Rethinking Invariance in In-context Learning

This paper introduces Invariant In-Context Learning (InvICL), a novel ICL method that achieves permutation invariance, information non-leakage, and context interdependence using leave-one-out encoding and parallel implementation, outperforming both invariant and non-invariant baselines in generalization and performance across synthetic and real-world tasks.

In-Context Learning, Permutation Invariance, Large Language Model, Transformer, Generalization, Context Interdependence

Lizhe Fang, Yifei Wang, Khashayar Gatmiry, Lei Fang, Yisen Wang

Peking University, MIT CSAIL

Generated by grok-3

Background Problem

In-Context Learning (ICL) is a significant emergent property of large language models (LLMs), enabling rapid adaptation to new tasks using context examples without parameter tuning. However, ICL suffers from a critical flaw: sensitivity to the order of context examples, despite their mutual independence, leading to significant performance variance (e.g., accuracy fluctuating from 90% to 50% on SST-2 dataset). This order sensitivity stems from the auto-regressive nature of LLMs and causal masking in Transformer architectures, breaking permutation invariance. The paper aims to address this by designing an invariant ICL algorithm that maintains performance while achieving permutation invariance, focusing on two additional desiderata: information non-leakage (preventing query access to its answer) and context interdependence (allowing examples to interact for better encoding).

Method

The proposed method, Invariant In-Context Learning (InvICL), aims to achieve permutation invariance in ICL while preserving information non-leakage and context interdependence. It operates in a two-stage process: first, it independently encodes each context example using a Bag-of-Examples (BoE) approach; second, it applies a leave-one-out (LOO) pre-encoding strategy where each example is encoded with context from all other examples (excluding itself), ensuring interdependence without leakage. This is implemented using a novel LOO-type attention mask within a Transformer architecture. To address computational inefficiency, a parallel implementation is introduced by duplicating the input sequence and unrolling it twice, allowing all LOO encodings and predictions in a single forward pass with complexity $O(n^2)$ , comparable to baseline methods. Symmetric positional encoding is also adopted to maintain invariance by treating each example as an independent sequence.

Experiment

The experiments are conducted on both synthetic and real-world datasets to evaluate InvICL’s performance.

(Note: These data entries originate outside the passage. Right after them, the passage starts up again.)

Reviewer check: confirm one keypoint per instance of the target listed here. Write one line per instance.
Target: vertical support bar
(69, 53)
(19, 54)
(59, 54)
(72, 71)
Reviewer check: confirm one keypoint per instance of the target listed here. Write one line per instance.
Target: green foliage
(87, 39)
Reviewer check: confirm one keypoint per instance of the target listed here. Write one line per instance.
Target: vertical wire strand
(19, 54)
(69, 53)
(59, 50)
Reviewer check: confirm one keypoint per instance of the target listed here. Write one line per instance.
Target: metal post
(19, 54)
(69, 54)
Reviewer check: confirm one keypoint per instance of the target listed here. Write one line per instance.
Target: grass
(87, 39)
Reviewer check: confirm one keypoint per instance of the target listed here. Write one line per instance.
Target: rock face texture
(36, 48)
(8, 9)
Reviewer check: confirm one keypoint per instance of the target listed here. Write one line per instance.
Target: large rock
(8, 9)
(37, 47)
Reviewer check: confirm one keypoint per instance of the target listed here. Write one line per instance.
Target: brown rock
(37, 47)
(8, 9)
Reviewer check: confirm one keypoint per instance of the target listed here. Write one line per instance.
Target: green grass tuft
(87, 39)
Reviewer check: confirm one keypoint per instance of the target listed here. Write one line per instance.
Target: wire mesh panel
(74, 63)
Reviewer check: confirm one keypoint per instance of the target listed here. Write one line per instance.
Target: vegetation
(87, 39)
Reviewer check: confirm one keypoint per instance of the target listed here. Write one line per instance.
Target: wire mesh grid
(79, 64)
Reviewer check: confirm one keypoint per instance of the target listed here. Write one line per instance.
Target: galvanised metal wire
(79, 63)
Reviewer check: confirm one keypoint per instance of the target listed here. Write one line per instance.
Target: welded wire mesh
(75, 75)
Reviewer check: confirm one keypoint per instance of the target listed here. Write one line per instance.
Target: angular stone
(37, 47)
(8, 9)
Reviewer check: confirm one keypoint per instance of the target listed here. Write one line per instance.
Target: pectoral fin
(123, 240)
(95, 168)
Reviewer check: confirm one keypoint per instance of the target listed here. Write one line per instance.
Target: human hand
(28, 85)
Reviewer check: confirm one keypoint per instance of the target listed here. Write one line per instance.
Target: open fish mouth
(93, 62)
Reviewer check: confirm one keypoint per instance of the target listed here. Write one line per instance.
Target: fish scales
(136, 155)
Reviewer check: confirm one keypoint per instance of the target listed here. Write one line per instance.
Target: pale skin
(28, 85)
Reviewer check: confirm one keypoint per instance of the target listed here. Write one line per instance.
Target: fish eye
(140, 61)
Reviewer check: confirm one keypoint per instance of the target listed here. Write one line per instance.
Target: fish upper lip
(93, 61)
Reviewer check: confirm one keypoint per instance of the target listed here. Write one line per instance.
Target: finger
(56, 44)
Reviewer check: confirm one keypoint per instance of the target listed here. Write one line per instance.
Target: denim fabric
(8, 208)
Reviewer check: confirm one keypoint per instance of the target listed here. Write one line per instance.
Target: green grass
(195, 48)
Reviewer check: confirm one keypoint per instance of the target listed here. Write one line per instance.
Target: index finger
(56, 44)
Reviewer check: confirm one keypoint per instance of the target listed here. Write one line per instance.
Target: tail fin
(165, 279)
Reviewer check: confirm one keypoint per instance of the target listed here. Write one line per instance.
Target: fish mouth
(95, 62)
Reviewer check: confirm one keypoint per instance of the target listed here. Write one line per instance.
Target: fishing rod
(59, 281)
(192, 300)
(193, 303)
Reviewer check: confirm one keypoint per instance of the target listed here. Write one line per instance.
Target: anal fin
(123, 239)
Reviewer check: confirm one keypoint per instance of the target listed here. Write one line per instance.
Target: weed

Synthetic tasks include linear regression, sparse linear regression, and decision tree learning, where InvICL shows faster convergence (e.g., outperforming baselines at 50k epochs) and superior length extrapolation ability (better performance on sequences longer than training length of 40). Real-world experiments use 142 tasks from MetaICL, covering text classification, QA, NLI, and paraphrase detection, with base models like GPT-2 Large, GPT-Neo 2.7B, and Pythia-2.8B. InvICL outperforms non-invariant methods (e.g., AR ICL) in 4/7 tasks for all target tasks and all 7 tasks for unseen domains, and surpasses invariant baselines (e.g., Prefix ICL, BoE variants) in most settings, especially in out-of-distribution (OOD) generalization (average accuracy of 48.4% vs. 43.6% for AR ICL). The experimental setup is comprehensive, testing various task types and OOD scenarios, though the need for short fine-tuning on real-world tasks suggests potential practical limitations. Inference time is comparable to baselines (around 22ms), but memory overhead from input duplication (14% increase for GPT-2 Large) is noted as acceptable. Results generally match expectations of improved generalization due to invariance, though the synthetic focus might overstate real-world impact.

Further Thoughts

The principles behind InvICL, particularly the focus on data symmetry and context interdependence, could potentially extend beyond ICL to other emergent capabilities of LLMs, such as reasoning or planning, where order sensitivity might also play a role. For instance, in multi-step reasoning tasks, ensuring that the model’s intermediate reasoning steps are invariant to the order of provided information could enhance robustness, similar to how InvICL improves ICL. Additionally, the LOO encoding strategy might inspire new attention mechanisms in multimodal systems, where different modalities could be encoded with context from others without leakage, potentially improving cross-modal generalization. However, I’m concerned about the scalability of input duplication in larger models or longer contexts, as memory constraints could become prohibitive. It would be insightful to explore if InvICL’s benefits hold in extremely long-context scenarios or with newer architectures like State Space Models, which might handle sequence dependencies differently. This also connects to recent works on scaling laws, where understanding how invariance impacts emergent abilities at scale could be a fruitful direction for future research.